SWAN Version 0.1 12 Mar 2010 (c) M J Harvey, Imperial College London [email protected]
Swan is a simple tool for aiding a port from CUDA to OpenCL. It has the following benefits:
- Reduce reliance on nvcc for CUDA code by replacing the CUDA runtime extensions
- Automatic code generation of entry point functions for kernels, to replace <<<>>> syntax
- Source translation of CUDA kernels to OpenCL.

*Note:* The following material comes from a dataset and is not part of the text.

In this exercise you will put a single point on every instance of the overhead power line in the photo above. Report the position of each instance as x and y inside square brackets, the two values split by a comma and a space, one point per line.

- Common API for both CUDA and OpenCL targets.
-
In the top level directory (tld), edit config.mk and set the paths appropriately OpenCL and CUDA libraries may be selectively enabled with "OPENCL=yes|no" and "CUDA=yes|no"
-
Set LD_LIBRARY_PATH to point to libOpenCL and other libs.
-
Set PATH to point to (tld)/bin
-
To build library and examples: $ cd (tld) $ make
If all went well, you will have lib/libswan_(cuda|ocl).(so|a) and CUDA and/or OpenCL versions of each example (.nv and .ocl suffices)
-
Build just the examples (having already built the library): $ cd (tld) $ make examples
Each example will build in OpenCL and CUDA variants, with suffices .ocl and .nv respectively.
-
examples/vecadd A simple vector addition
-
examples/vecadd_global A simple vector addition showing use of device/constant global data
-
examples/shmem Shows use of dynamic shared memory
-
examples/interp 1D Texturing, with arrays and linear memory (CUDA only)

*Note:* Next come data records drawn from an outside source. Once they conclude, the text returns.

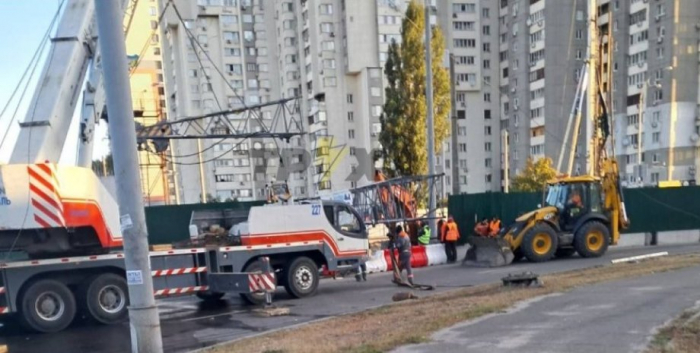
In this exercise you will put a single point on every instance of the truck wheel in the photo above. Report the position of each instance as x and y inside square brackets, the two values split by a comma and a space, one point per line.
[254, 298]
[208, 296]
[47, 306]
[592, 239]
[563, 253]
[539, 243]
[104, 298]
[301, 277]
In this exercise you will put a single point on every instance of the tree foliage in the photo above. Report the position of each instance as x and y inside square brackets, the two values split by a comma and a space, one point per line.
[535, 175]
[404, 119]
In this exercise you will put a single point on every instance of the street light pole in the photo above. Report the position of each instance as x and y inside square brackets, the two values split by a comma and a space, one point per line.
[429, 117]
[143, 313]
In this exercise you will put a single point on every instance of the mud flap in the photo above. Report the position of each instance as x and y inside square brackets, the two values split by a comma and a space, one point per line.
[488, 252]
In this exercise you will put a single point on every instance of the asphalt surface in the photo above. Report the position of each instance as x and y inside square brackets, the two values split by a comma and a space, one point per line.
[187, 324]
[618, 316]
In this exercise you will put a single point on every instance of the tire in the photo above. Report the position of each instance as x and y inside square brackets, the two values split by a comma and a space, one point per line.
[210, 296]
[254, 298]
[564, 253]
[518, 255]
[592, 239]
[301, 277]
[47, 306]
[539, 243]
[104, 298]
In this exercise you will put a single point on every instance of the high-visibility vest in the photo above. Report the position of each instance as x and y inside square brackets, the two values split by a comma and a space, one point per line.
[452, 232]
[425, 236]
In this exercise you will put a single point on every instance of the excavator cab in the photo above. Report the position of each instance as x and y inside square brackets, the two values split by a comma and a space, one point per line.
[573, 200]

How to use in your own code:
-
Put the kernels in a separate file, e.g. kernel.cu
-
Include the compiled code in the host source: #include "kernel.kh"
-
Replace CUDA-style kernel launches with calls to the entry point functions. The formal definitions of these functions are sytematically derived from the kernel source. For example, a kernel:
global void func1( float4 *in, int *out, int N );
will have the following entry points:
void k_func1( block_config_t grid, block_config_t block, int shmem, float4 *in, int *out, int N );
and
void k_func1_async( block_config_t grid, block_config_t block, int shmem, float4 *in, int *out, int N );
grid, block and shmem have the same definitions as in the CUDA launch syntax <<< grid, block, shmem >>>. block_config_t has 3 elements .x,.y,.z, like a dim3.
-
Replace cuda API calls with Swan equivalents (See swan_api.h)
-
For cross-compiling CUDA kernels to OpenCL: swan --opencl kernel.kh kernel.cu
-
For compiling CUDA kernels to CUDA: swan --cuda kernel.kh kernel.cu
-
For compiling OpenCL kernels to OpenCL: swan --opencl-direct kernel.kh kernel.cu
This will produce a source code header file that contains a binary object containing the compiled kernel source and a set of functions for calling the kernels.
-
Compile
-
Link against the appropriate swan library (libswan_ocl or libswan_cuda).